= June Winters =

American actress and singer (1918–2015)

June Winters (May 17, 1918 — March 29, 2015) was an American actress and singer who was actively performing from the mid-1930s into the 1960s. She first came to prominence starring in the Broadway musical Hellzapoppin at the Winter Garden Theatre from 1938 through 1941. A versatile performer, her career spanned a wide array of genres from vaudeville to musicals to opera and popular music. Married to trumpeter and songwriter Hugo Peretti, she achieved her greatest success creating content for children as the "Lady in Blue" in partnership with her husband; releasing dozens of albums with sung and spoken material from 1947 into the early 1960s. The character Lady in Blue also had her own comic strip and Saturday morning radio program on NBC Radio. The couple also co-founded the Mayfair Records company.

==Life and career==
Born in Hazleton, Pennsylvania, Winters began her career in repertory theatre at the age of 16 performing with the Clyde Davis Players, a traveling theatre troupe, in 1936. She moved to New York City in 1938 where she studied singing with celebrated voice teacher Estelle Liebling.

At the age of 18, Winters' abilities as a coloratura soprano drew the attention of conductor Ernö Rapée who cast her in a novelty act with another young coloratura soprano, Cyrel Roodney, for performances in a variety show at the Radio City Music Hall in 1938. In the program both girls performed music extending as high as an F#6 above a High C. Receiving positive responses from audiences, Winters and Roodney were both cast in the Broadway musical Hellzapoppin at the Winter Garden Theatre in 1938. This show was Winters major break, and she remained with the show for the next three years.

After leaving Broadway in 1941, Winters spent the remaining years of World War II performing with the Boston Comic Opera Company (BCOC) with whom she toured as a leading soprano in productions of several operettas by Gilbert and Sullivan. With the BCOC she starred in a productions of The Mikado (as Yum-Yum), H.M.S. Pinafore (as Josephine), Ruddigore (as Rose Maybud), Iolanthe (as Phyllis), The Gondoliers (as Gianetta), Patience (as the title heroine), and The Pirates of Penzance (as Mabel) at Boston's Majestic Theatre in 1942. She performed in these same operas on tour with the BCOC in 1942–1943, with one stop including a lengthy stay at the National Theatre in Washington D.C. Some of the other stops on the tour included the Studebaker Theater in Chicago (1943), and the Biltmore Theater, Los Angeles (1943).
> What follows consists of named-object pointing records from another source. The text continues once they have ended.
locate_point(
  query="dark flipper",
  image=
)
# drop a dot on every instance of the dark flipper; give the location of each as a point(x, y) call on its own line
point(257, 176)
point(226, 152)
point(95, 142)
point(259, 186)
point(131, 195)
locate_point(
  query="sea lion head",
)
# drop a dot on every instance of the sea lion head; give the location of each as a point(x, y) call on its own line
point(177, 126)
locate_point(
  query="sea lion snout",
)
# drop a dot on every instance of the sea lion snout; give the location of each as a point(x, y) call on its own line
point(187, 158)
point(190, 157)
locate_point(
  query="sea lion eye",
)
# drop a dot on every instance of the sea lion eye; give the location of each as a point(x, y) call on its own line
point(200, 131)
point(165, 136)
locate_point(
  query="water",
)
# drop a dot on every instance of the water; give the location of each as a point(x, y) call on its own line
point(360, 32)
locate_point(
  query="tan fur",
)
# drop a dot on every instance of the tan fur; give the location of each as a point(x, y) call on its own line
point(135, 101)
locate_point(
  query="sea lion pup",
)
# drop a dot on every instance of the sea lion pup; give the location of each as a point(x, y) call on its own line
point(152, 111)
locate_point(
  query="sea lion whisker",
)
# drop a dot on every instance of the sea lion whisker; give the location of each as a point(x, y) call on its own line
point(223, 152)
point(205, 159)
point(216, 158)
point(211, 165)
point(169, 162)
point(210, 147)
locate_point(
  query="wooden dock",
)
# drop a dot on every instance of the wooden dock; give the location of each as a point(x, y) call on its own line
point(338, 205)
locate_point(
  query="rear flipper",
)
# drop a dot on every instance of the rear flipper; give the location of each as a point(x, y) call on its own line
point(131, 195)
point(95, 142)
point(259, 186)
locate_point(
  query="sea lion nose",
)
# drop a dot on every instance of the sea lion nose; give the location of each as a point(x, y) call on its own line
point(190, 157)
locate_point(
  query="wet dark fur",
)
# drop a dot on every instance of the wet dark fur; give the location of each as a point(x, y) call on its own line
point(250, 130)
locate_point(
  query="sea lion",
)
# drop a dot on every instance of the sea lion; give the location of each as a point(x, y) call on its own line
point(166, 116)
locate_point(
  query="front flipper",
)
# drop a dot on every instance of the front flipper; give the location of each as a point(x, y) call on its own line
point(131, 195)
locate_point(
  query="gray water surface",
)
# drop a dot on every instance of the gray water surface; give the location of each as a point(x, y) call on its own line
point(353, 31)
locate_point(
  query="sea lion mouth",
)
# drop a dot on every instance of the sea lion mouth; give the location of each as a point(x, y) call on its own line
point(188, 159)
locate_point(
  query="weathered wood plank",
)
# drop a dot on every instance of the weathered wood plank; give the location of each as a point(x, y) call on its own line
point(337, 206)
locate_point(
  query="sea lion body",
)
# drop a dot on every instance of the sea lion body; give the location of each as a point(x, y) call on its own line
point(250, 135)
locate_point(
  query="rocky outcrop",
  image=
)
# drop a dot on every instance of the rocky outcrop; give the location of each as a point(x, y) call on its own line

In 1944 Winters was one of several entertainers who volunteered at the Stage Door Canteen to entertain American troops. In 1946 she began working as a nightclub singer in Manhattan. From 1948 through 1951 she starred in multiple vaudeville productions at Radio City Music Hall; performing as a soloist with an orchestra led by conductor Alexander Smallens, and with entertainers like The Rockettes, and Cilly Feindt.
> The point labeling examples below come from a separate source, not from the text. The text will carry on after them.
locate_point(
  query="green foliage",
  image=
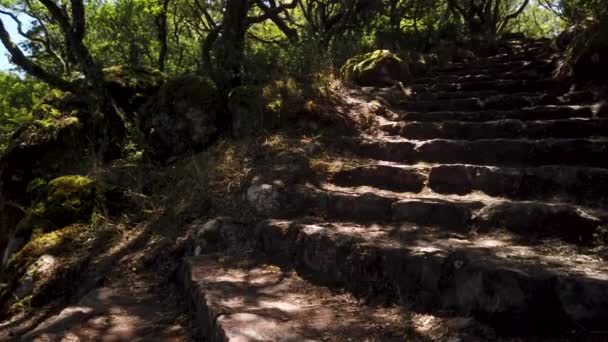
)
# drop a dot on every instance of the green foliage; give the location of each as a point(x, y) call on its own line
point(537, 22)
point(69, 199)
point(18, 97)
point(375, 68)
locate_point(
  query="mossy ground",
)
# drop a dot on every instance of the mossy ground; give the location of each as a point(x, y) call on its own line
point(139, 229)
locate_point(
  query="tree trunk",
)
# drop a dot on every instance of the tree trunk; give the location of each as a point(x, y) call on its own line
point(161, 26)
point(230, 46)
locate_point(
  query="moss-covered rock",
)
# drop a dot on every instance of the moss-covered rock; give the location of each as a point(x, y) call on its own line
point(69, 199)
point(378, 68)
point(184, 116)
point(257, 108)
point(246, 107)
point(586, 52)
point(41, 268)
point(132, 87)
point(57, 140)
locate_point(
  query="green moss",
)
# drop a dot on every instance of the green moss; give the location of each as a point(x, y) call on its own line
point(69, 199)
point(134, 78)
point(55, 242)
point(370, 68)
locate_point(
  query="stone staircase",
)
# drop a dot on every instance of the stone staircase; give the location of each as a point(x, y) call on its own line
point(479, 215)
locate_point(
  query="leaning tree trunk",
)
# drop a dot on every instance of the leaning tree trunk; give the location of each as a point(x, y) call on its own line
point(230, 46)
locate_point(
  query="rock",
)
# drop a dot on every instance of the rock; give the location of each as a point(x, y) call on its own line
point(463, 55)
point(530, 218)
point(247, 107)
point(219, 234)
point(451, 179)
point(264, 198)
point(69, 199)
point(131, 87)
point(183, 117)
point(434, 212)
point(38, 271)
point(379, 68)
point(15, 243)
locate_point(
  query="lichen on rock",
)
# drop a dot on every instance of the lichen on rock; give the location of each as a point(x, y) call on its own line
point(70, 199)
point(182, 117)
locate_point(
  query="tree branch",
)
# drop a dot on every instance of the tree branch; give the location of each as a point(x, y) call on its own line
point(30, 67)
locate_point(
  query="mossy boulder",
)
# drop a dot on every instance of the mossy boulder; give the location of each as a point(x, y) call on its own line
point(257, 108)
point(131, 87)
point(55, 141)
point(379, 68)
point(45, 268)
point(246, 107)
point(182, 117)
point(69, 199)
point(586, 52)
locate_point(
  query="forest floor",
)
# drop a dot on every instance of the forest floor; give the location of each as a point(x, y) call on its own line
point(126, 287)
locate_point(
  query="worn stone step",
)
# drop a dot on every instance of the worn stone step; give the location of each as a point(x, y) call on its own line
point(496, 66)
point(383, 176)
point(576, 185)
point(501, 85)
point(516, 288)
point(580, 185)
point(549, 112)
point(566, 128)
point(533, 220)
point(497, 152)
point(482, 64)
point(497, 102)
point(482, 75)
point(240, 299)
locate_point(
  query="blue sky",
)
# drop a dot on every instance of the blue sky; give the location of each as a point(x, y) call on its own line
point(11, 27)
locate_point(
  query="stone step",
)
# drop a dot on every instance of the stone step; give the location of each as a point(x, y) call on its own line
point(549, 112)
point(240, 299)
point(482, 75)
point(579, 185)
point(566, 128)
point(496, 152)
point(496, 67)
point(576, 185)
point(516, 288)
point(532, 220)
point(497, 102)
point(501, 85)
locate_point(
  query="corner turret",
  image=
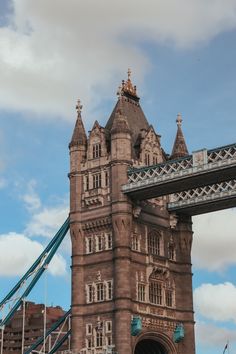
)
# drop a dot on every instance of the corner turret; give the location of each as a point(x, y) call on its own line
point(180, 147)
point(79, 136)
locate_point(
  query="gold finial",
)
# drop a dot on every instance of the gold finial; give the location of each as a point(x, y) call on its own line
point(129, 73)
point(119, 91)
point(179, 120)
point(79, 106)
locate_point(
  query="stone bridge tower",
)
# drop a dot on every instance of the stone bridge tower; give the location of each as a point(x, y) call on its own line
point(130, 258)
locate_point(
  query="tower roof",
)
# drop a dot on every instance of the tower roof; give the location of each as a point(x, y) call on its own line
point(128, 104)
point(180, 148)
point(79, 135)
point(120, 123)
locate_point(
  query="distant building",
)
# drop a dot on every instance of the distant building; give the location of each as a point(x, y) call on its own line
point(130, 258)
point(34, 327)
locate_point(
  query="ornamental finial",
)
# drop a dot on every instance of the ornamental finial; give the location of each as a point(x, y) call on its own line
point(79, 106)
point(119, 91)
point(129, 73)
point(127, 88)
point(179, 120)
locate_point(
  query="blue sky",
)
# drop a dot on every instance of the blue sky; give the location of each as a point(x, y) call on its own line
point(182, 55)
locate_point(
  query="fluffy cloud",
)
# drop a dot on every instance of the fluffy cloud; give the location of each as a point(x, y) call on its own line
point(17, 253)
point(55, 50)
point(212, 336)
point(47, 221)
point(216, 302)
point(214, 240)
point(31, 198)
point(3, 183)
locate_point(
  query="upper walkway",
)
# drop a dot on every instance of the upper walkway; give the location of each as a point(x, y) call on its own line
point(196, 182)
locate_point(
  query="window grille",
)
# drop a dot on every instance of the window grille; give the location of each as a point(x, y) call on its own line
point(155, 293)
In 1943 Winters met trumpeter and songwriter Hugo Peretti, and the couple married that same year. Their marriage lasted until Peretti's death forty three years later in 1986. Together the couple had two daughters, and they co-founded Mayfair Records in 1946. In 1947 the couple released Lady in Blue, the first of many children's albums featuring Winters as that eponymous character on the Mayfair label. By 1949, Winters's character "The Lady in Blue" was appearing periodically on children's programs on NBC Radio and NBC television, and had its own comic strip, in addition to having a series of children's albums. On screen she performed in the 1950 film International Burlesque By 1951 she had her own radio program, Lady in Blue, on NBC Radio on Saturday mornings.

In 1957 Mayfair Records was acquired by the newly formed Roulette Records with Peretti hired to lead the children's division of the record label. Thereafter, Winter's recordings as 'Lady in Blue' were released on the Roulette label. By the time she retired from performance in the 1960s, Winters had recorded dozens of children's albums as the 'Lady in Blue'.

In addition to her children's albums, Winters also recorded popular music. In 1942 she was signed with Continental Records, and recorded the songs "All Alone", "Last Night on the Back Porch", "Night Time", and "I Will Find My Way" for her first recording. In 1950 she recorded Jerry Bresler's "Christmas in My Heart" for Mercury Records. In 1954 she released singles "Reading Old Letters" and "I Don't Want to Be Worshipped"; again with Mercury Records.

Winters died in Bergenfield, New Jersey on March 29, 2015, at the age of 96.